Difficult proposition, given the fact that God is (at least purportedly) an intelligent being capable of frustrating any attempt to "scientifically test" for his/her/its existence if he/she/it chooses to do so.Blind groper wrote:In the 17 March issue of New Scientist magazine, is an item by Prof. Victor Stenger about looking at the idea of a deity from a science viewpoint. In other words : "Can science carry out research work to determine the truth or otherwise of the belief in deity?"
Stenger firmly believes that this lies well inside the bailiwick of science, and there is no reason why scientists should not carry out suitable investigations. The major flaw in this, is that while science can test the reality of a specific model of deity, like the Christian god, it cannot test all possible versions.
Some tests have already been done. A proper double blind study of the power of prayor in helping sick people get better showed no effect. other studies looked at the Near Death Experience, in which a secret note was left on a high shelf in an operating theatre, where the 'out of body' spirit could read it, but the surgeons could not see it. None of those reporting this experience could relate the contents of the note.
Stenger is definitely an atheist and the author of a book on the subject.
http://www.amazon.com/God-Failed-Hypoth ... 1591024811
Any further ideas on how we can scientifically test the God Hypothesis?

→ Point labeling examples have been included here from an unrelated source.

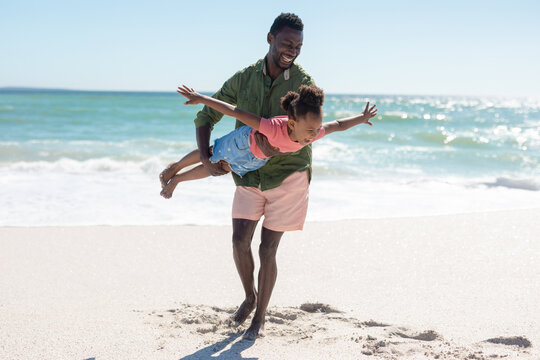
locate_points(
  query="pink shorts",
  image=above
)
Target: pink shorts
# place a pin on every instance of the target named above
(284, 208)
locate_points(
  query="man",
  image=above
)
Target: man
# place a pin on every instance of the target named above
(279, 190)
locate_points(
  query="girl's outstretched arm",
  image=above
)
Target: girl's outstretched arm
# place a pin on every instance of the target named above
(347, 123)
(195, 98)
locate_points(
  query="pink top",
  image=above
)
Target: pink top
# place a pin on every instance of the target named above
(275, 130)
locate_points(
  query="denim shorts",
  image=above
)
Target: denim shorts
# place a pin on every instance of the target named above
(234, 149)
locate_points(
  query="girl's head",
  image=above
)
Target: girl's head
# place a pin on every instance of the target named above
(304, 109)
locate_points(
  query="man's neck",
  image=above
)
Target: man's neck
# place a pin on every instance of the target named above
(271, 68)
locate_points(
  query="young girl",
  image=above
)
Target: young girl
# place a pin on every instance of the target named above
(238, 151)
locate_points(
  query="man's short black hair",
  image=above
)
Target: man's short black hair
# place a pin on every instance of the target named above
(286, 19)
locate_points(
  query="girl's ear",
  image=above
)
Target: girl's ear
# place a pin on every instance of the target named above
(291, 123)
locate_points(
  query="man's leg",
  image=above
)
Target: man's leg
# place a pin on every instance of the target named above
(243, 230)
(267, 279)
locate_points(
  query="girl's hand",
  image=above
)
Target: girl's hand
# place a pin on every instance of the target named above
(369, 112)
(193, 97)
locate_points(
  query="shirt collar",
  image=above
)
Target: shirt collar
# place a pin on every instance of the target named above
(286, 73)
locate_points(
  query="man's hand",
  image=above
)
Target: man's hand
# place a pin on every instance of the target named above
(193, 97)
(215, 169)
(265, 146)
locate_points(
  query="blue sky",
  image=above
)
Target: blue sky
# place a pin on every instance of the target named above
(376, 47)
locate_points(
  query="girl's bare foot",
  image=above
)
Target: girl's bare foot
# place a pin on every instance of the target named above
(167, 174)
(168, 189)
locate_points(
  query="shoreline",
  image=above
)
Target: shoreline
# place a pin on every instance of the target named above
(89, 291)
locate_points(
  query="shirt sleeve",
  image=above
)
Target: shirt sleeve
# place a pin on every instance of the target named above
(319, 135)
(228, 93)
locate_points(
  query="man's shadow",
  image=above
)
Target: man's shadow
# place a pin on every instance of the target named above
(234, 353)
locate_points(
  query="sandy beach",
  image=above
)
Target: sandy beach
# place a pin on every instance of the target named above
(405, 288)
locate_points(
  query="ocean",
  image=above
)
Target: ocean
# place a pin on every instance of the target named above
(89, 158)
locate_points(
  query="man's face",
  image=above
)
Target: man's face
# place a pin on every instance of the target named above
(285, 46)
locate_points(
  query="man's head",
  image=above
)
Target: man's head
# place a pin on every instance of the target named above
(285, 39)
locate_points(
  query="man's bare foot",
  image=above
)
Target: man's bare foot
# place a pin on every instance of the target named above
(168, 189)
(167, 174)
(243, 311)
(255, 330)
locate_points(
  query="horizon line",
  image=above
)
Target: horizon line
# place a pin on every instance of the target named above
(23, 89)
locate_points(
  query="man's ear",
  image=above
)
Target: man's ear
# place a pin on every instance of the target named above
(270, 38)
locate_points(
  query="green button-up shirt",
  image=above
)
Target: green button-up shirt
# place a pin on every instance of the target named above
(252, 89)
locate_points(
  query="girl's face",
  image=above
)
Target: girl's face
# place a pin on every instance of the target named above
(305, 128)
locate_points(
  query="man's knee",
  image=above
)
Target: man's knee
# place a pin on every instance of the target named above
(243, 230)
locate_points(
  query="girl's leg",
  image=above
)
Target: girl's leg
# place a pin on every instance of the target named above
(190, 159)
(196, 173)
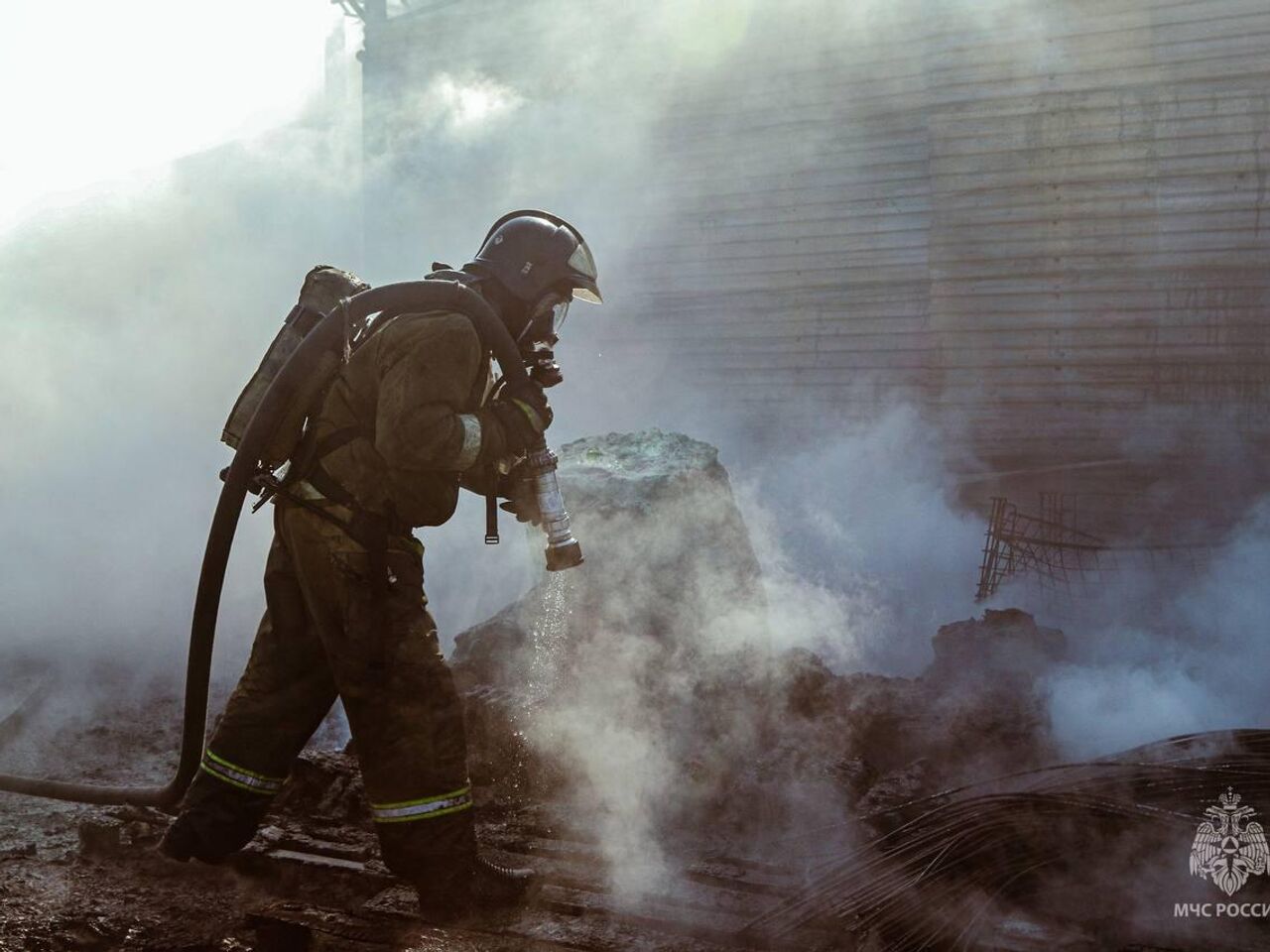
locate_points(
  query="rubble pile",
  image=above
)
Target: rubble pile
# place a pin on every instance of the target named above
(627, 702)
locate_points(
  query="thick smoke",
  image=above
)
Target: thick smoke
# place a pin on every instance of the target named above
(134, 318)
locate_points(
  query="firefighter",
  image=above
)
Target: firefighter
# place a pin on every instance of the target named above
(405, 421)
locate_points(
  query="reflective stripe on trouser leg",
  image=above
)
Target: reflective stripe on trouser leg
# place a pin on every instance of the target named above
(423, 809)
(240, 777)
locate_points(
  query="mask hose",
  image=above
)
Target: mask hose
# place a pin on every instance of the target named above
(318, 352)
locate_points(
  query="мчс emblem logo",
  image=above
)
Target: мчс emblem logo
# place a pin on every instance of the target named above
(1223, 851)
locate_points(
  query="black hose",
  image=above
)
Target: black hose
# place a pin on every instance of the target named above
(325, 339)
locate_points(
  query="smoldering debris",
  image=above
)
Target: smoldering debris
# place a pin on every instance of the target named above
(652, 734)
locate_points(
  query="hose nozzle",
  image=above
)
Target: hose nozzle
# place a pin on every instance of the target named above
(563, 549)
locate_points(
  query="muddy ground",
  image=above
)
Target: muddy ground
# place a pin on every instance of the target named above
(76, 878)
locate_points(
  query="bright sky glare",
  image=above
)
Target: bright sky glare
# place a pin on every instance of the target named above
(94, 89)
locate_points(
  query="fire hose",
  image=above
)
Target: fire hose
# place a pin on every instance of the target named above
(326, 338)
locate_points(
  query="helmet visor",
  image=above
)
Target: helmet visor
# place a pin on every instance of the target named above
(583, 268)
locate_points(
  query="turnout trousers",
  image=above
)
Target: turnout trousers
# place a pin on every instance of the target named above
(327, 631)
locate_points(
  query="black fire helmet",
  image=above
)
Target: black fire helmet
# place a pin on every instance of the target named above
(532, 253)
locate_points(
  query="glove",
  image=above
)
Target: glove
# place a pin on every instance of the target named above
(525, 413)
(522, 502)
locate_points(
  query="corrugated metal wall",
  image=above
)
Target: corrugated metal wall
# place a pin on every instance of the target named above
(1047, 223)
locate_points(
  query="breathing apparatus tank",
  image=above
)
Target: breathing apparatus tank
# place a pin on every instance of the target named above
(287, 382)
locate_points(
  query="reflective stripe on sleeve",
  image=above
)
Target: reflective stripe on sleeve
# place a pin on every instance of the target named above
(423, 809)
(240, 777)
(471, 442)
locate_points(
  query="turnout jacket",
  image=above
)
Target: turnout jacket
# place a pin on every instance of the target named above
(405, 419)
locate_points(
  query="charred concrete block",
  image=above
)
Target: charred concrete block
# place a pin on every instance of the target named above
(667, 551)
(1005, 643)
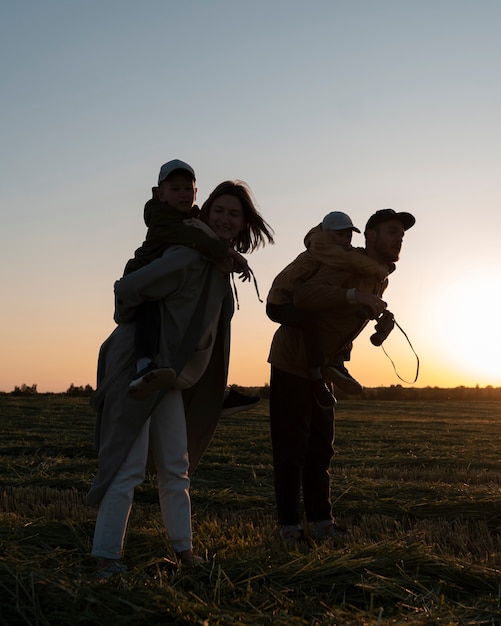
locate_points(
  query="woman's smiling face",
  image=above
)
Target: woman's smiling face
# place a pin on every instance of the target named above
(226, 217)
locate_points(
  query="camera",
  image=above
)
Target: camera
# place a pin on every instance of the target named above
(384, 325)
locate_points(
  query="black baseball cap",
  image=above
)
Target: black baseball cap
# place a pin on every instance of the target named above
(384, 215)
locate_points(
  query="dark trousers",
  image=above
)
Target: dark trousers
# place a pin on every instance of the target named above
(302, 436)
(147, 330)
(290, 315)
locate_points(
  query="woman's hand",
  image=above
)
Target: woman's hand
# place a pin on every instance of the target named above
(241, 266)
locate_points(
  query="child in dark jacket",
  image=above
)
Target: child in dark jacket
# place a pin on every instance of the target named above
(165, 215)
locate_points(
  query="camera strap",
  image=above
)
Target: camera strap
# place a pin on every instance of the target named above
(393, 364)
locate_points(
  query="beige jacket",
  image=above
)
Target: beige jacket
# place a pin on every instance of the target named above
(321, 251)
(326, 292)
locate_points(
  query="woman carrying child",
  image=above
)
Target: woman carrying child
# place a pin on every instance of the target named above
(170, 430)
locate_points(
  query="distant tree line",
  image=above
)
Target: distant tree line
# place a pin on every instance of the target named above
(394, 392)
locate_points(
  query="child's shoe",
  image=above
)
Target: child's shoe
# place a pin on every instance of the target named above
(150, 379)
(294, 534)
(341, 377)
(323, 396)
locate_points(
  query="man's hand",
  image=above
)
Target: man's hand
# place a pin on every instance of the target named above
(375, 304)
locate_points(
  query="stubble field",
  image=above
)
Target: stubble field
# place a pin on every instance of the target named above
(416, 486)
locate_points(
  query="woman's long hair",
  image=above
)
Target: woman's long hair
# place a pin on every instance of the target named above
(256, 231)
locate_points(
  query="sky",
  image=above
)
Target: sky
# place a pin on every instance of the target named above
(325, 105)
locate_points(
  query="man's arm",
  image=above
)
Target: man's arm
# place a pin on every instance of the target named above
(324, 292)
(167, 231)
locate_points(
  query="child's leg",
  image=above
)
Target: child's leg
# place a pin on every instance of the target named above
(147, 330)
(290, 315)
(149, 377)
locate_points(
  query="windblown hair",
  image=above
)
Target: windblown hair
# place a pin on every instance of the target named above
(256, 230)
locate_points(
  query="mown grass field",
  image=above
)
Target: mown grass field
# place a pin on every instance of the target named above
(417, 487)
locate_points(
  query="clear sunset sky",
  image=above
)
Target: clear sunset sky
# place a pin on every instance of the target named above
(320, 105)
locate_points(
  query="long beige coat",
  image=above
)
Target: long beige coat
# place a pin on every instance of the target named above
(194, 296)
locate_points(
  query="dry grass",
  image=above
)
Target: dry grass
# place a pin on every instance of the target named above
(417, 489)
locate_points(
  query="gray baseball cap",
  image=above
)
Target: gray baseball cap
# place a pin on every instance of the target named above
(338, 221)
(172, 166)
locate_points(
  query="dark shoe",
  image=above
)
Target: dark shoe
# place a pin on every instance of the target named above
(326, 530)
(106, 568)
(294, 535)
(341, 377)
(186, 558)
(151, 379)
(323, 396)
(235, 401)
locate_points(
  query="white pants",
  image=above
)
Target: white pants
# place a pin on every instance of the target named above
(165, 434)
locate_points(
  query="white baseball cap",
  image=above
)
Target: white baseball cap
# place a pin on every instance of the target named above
(338, 221)
(172, 166)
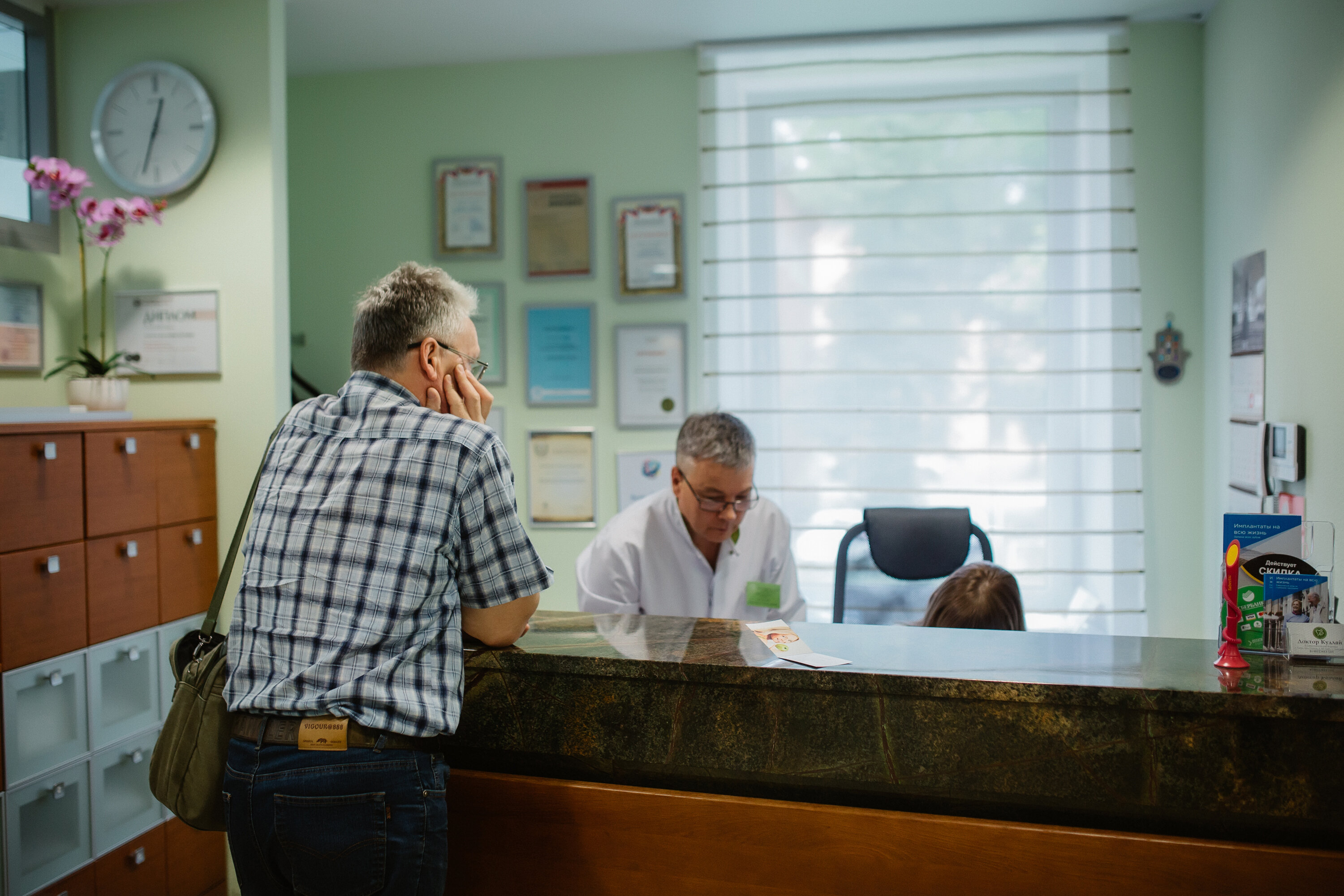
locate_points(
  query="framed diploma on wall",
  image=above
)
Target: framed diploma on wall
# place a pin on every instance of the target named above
(558, 228)
(467, 206)
(21, 328)
(490, 330)
(562, 478)
(651, 377)
(560, 355)
(650, 250)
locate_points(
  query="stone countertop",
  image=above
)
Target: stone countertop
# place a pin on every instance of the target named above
(1125, 734)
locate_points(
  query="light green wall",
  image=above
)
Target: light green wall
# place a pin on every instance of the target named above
(1167, 80)
(361, 148)
(222, 236)
(1275, 181)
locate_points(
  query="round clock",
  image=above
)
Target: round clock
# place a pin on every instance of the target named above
(154, 129)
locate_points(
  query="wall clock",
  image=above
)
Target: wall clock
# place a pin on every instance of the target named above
(154, 129)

This is why the "study" to determine if prayer works is utter bullshit. The study falsely (and idiotically) presumes that prayer is a natural and repeatable phenomenon and that in every instance prayer is answered. The obvious flaw in this utterly stupid methodology is that a prayer is a request that God intervene in a particular situation. God, being a presumably sentient being with free will is not, contrary to the presumptions of the "researchers," obligated to intervene in every such situation and may in point of fact have known of the study and decided to decline to answer particular prayers precisely in order to conceal from science the "proof" it seeks while at the same time continuing to answer prayers and perform miracles in other instances where the results were not under scrutiny by "scientists" (actually idiots masquerading as scientists) intent on disproving God's existence.
However, this does not mean that the question of God's existence is not an entirely scientific question, merely that because the subject of the inquiry may not choose to cooperate and may choose to deliberately frustrate and deny "science" the "naturalistic" data it seeks.
You can't find scientific evidence of a lost tribe in Borneo if that tribe successfully conceals its existence from scientific investigation. I would have thought that the "scientists" who concocted the bogus prayer "study" would have figured that out, but evidently they are too arrogant and stupid to have done so.